UN warns that Guatemala is in clutches of drug cartels

The Swedish Ambassador and senior EU diplomat in Guatemala, Ewa Werner, expressed her concern about crime and impunity in Guatemala.

The Swedish Ambassador and senior EU diplomat in Guatemala, Ewa Werner, expressed her concern about crime and impunity in Guatemala.

Antonio Porras

GUATEMALA CITY, Guatemala – Central American countries, and especially Guatemala, will be unable to contain the growing threat from Mexican and Colombian drug cartels unless they are given strong international support, warned Carlos Castresana, the head of the UN International Commission against Impunity in Guatemala (CICIG), at a press conference at UN headquarters on 24 February.

“Latin America doesn’t have time; this is an emergency,” said Castresana, according to AP.

Prensa Libre reported him as saying that “geographically, all Central America is a crossroads between Colombia and Mexico for the flow of narcotics to the USA. This is a regional problem and calls for a regional response.”
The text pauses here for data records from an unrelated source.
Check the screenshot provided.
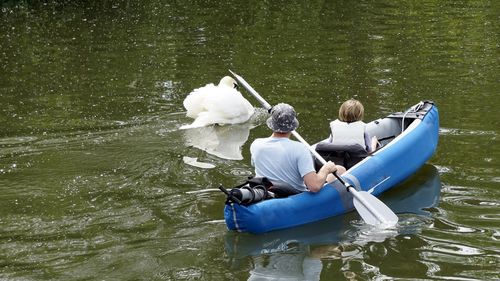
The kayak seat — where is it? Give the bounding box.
[315,142,368,171]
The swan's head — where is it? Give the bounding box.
[219,76,238,90]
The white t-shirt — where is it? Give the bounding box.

According to Castresana, international measures are needed to combat organized crime, the flow of narcotics, and impunity in Guatemala and in Central America in general. He emphasised that Guatemala is the country most threatened by the invasion of the drug lords.

As a result of increased activity by Mexican drug cartels, the Guatemalan government has stepped up the military presence on its borders, according to Actualidad 2.0.
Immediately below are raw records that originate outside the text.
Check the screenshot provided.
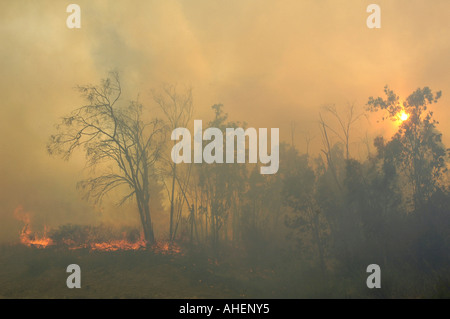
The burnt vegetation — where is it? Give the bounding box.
[0,74,450,298]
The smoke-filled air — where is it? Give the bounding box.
[0,0,450,298]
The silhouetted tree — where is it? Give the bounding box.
[48,73,163,243]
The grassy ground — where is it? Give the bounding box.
[0,245,449,298]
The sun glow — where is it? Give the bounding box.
[398,111,409,122]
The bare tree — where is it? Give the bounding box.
[153,85,193,240]
[47,72,163,243]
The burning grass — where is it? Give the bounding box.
[14,206,183,255]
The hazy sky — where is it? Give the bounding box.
[0,0,450,240]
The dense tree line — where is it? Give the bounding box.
[49,75,450,284]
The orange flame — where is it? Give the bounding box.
[14,206,182,255]
[14,205,53,248]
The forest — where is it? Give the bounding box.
[2,73,450,298]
The head of CICIG warned that “unless the Mexican groups are stopped they will have taken the capital in two years”.

Guatemala’s ambassador to Mexico José Luis Chea also expressed the same fear, “In Guatemala now, we have massacres, battles between rival drug gangs, and kidnappings at levels that we had never experienced.”

Perhaps the first sign of the worsening situation was an incident in March 2008, when 11 people were killed in a shootout in the eastern department of Zapaca. Things got worse still in November, when 17 people died in Huehuetenango in a pitched battle that, according to official reports, was the result of a misunderstanding between rival drug gangs.

Also in November, 16 were left dead in what was apparently a dispute over a shipment of cocaine bound for Nicaragua. The incident has yet to be explained.

In an interview with Prensa Libre, the Swedish ambassador Ewa Werner who is currently the European Union’s senior diplomat in Guatemala, commented that the way drug gangs are penetrating the country is putting the entire system at risk. “I think that what has got us all worried is that, if it’s not stopped now, the lack of law and order together with impunity might bring down the system… the whole country practically”.